RAPID CITY, S.D. (AP) - Ask anyone who has a workshop and a fine set of tools: Sooner or later someone will ask to borrow something.

James Krause said he had become weary of people asking to borrow tools, so he and his business partners Chance Cunningham and Michael Billars built a business around not only renting tools, but also the space to use them, the Rapid City Journal reported .

Starting with machine shop equipment from their regular business, Black Hills Metal Fabricators, the trio just opened The Shop, a workshop collective where paid members have access to myriad wood and metal shop tools to work on their own projects.

The Shop also offers classes on different topics and techniques, or just the chance to “talk shop” with those of similar interests.

“We’re really trying to make a community space where you can connect with other people and learn stuff,” Krause said. “It’s all part of what’s on our sign: learn, create, connect.”

The Shop opened with a wood shop, machine shop and an electronics room, with more areas of emphasis coming soon, Krause said.

The Shop falls into the category of what is known as a “makerspace,” a concept offering would-be crafters access to otherwise pricey tools and a rentable work space to use them.

Krause is joined by Cunningham and Billars as investors in The Shop, located at 2380 Deadwood Ave., Unit B in the Summit Industrial Park.

Krause, Cunningham and Billars began talking about a collective for those who not only need access to tools and workspace, but also instruction in how to use them safely.

“I made a phone call to a buddy in Minneapolis and he said, ‘Oh, you mean like a makerspace?’” Krause said.

Krause had no idea what a makerspace was, but a Google search revealed the answer.

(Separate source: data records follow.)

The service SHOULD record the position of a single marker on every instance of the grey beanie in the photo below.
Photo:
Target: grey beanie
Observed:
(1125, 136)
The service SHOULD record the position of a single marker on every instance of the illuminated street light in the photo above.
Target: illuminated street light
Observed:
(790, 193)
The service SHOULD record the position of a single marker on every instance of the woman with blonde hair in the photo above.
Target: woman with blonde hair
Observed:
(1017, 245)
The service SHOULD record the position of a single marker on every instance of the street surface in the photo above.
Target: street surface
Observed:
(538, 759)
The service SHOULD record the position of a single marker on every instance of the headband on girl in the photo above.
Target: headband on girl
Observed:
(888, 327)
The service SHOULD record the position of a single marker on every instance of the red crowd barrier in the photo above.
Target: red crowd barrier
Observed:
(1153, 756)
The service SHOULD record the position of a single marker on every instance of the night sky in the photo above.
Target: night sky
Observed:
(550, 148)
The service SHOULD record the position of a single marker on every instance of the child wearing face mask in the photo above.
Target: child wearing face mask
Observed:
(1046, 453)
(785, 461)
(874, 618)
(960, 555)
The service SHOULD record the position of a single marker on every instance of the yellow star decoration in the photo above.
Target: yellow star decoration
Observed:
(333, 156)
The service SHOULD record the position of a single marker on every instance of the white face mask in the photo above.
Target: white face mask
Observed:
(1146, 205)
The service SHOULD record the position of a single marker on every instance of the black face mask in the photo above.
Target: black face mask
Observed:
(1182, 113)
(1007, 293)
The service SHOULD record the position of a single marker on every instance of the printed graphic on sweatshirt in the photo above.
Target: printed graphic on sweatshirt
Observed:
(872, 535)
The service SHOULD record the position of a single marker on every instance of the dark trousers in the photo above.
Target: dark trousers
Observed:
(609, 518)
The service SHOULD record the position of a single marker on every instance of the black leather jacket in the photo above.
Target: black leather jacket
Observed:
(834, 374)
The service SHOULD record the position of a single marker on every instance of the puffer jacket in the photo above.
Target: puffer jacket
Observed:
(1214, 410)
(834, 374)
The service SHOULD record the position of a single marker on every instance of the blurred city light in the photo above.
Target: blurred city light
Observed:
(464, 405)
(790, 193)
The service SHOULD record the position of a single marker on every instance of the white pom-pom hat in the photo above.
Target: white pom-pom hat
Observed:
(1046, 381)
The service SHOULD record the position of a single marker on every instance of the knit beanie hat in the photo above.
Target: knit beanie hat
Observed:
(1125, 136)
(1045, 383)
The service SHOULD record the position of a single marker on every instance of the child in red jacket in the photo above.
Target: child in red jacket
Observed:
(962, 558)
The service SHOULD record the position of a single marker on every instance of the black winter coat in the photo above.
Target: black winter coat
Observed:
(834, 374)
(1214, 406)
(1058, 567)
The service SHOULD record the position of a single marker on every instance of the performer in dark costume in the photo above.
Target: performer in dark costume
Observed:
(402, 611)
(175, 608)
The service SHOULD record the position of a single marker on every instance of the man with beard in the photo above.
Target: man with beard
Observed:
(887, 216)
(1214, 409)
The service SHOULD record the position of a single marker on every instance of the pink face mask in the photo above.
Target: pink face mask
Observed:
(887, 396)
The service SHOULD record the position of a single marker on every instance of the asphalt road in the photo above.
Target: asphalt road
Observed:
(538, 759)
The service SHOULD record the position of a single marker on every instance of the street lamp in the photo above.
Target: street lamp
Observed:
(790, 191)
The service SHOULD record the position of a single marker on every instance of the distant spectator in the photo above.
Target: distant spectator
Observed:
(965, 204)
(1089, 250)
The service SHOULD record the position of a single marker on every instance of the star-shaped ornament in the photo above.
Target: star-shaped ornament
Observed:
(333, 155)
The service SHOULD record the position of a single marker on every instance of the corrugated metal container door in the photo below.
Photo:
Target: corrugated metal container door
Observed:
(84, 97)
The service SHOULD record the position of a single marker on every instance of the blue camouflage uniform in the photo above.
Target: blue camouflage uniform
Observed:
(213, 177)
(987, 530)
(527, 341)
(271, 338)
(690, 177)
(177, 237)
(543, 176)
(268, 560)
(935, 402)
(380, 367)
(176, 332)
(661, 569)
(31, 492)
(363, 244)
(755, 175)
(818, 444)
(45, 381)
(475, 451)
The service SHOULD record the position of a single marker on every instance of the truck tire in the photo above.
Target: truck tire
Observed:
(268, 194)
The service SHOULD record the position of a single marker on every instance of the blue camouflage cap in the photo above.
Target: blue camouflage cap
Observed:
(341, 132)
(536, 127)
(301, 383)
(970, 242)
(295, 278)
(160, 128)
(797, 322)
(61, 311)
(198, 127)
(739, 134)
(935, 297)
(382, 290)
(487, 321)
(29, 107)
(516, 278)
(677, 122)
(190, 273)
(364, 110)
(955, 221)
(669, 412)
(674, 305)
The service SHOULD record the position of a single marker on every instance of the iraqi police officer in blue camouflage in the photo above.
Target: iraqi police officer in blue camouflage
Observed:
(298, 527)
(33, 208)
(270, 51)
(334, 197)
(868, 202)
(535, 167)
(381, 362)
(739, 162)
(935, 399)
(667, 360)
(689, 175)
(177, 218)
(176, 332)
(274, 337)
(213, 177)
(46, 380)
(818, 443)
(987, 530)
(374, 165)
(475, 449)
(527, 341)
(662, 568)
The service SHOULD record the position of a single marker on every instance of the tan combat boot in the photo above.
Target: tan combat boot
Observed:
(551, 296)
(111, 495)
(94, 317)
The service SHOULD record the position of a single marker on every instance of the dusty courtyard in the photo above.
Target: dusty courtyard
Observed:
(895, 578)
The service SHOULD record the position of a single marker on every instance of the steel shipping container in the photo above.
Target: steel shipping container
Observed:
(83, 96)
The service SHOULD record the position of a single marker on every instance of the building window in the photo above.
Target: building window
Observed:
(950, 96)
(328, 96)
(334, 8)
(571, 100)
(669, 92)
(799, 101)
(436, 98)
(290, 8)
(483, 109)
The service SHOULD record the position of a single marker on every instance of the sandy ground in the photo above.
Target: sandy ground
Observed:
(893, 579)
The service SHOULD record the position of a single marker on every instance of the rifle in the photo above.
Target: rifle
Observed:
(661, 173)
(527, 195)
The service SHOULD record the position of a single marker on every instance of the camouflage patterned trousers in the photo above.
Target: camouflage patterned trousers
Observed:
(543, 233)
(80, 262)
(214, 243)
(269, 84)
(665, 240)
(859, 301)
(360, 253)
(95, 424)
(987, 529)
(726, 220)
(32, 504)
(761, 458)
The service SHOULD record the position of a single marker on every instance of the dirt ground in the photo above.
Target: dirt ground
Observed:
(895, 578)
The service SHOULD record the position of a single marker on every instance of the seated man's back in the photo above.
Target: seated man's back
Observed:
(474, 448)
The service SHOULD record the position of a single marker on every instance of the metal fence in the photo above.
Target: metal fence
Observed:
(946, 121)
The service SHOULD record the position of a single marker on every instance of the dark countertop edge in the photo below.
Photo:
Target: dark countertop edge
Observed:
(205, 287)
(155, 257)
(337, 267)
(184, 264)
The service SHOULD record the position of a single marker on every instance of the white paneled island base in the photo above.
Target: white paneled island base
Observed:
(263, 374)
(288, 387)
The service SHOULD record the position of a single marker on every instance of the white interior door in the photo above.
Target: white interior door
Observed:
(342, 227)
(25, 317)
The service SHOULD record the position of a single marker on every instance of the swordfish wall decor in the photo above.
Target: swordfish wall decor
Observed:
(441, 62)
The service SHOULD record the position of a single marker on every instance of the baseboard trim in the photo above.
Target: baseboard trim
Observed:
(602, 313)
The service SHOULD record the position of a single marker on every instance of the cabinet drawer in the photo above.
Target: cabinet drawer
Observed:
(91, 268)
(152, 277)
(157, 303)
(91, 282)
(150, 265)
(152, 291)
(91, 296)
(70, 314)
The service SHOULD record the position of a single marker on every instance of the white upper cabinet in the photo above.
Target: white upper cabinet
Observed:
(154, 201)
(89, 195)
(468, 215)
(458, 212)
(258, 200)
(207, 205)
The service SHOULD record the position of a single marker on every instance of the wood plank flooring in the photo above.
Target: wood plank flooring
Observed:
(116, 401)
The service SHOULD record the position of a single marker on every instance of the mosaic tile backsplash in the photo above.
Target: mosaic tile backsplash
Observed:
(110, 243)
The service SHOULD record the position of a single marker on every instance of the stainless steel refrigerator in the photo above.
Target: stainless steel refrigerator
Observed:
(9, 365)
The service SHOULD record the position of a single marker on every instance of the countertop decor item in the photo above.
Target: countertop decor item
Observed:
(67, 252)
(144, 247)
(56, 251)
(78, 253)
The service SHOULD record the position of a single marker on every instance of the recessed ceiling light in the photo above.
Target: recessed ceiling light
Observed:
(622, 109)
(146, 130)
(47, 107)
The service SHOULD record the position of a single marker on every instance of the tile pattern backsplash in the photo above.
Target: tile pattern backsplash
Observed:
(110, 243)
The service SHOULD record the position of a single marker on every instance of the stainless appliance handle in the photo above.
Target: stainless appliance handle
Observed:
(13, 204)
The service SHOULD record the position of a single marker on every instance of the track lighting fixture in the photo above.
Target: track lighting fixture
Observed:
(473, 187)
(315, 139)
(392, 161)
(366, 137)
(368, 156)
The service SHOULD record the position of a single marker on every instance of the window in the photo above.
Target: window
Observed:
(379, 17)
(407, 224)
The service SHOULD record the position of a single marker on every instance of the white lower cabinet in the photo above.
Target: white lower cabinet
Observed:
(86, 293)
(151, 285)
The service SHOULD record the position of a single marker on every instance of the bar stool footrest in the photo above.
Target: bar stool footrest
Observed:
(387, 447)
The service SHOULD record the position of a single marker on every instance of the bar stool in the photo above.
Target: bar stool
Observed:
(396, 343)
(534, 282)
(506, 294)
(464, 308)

A makerspace was exactly what they wanted to open, he said.

“It just kind of took off from there,” Cunningham said.

They rented adjacent space earlier this summer for the wood shop and electronics room next to their existing fabrication shop in the Summit Industrial Park on Deadwood Avenue.

The wood shop includes a variety of power tools, including a planer, drill press, several types of appliance-level saws and sanders router tables, a lathe and various hand tools.

The machine shop includes several types of welding equipment and saws, a CNC plasma cutter and bending brakes.

An electronics room features a 3-D scanner and printers, an etcher for circuit boards and a soldering station.

The Shop sells monthly session memberships, ranging from $39 student memberships that may be used once a week, to a $300 professional membership allowing the user to schedule daily sessions.

A punch-card membership is available for those with varying schedules “like me,” Krause said.

The sessions are based on dividing days into morning and afternoon segments, to keep the shop busy throughout the week.

We want to make it so everybody can use the equipment that’s available, so we don’t have people lined up,” he said.

Hours are 8 a.m. to 8 p.m. Monday through Saturday. They’re looking at opening for six hours on Sunday, but haven’t set specific hours.

Their first classes, scheduled through the Career Learning Center, have proven to be popular. Registration for a welding class opened on Sept. 1 and all six available openings were reserved within four days.

“That’s a pretty good sign,” Cunningham said. “We want to keep the classes small, more hands-on.”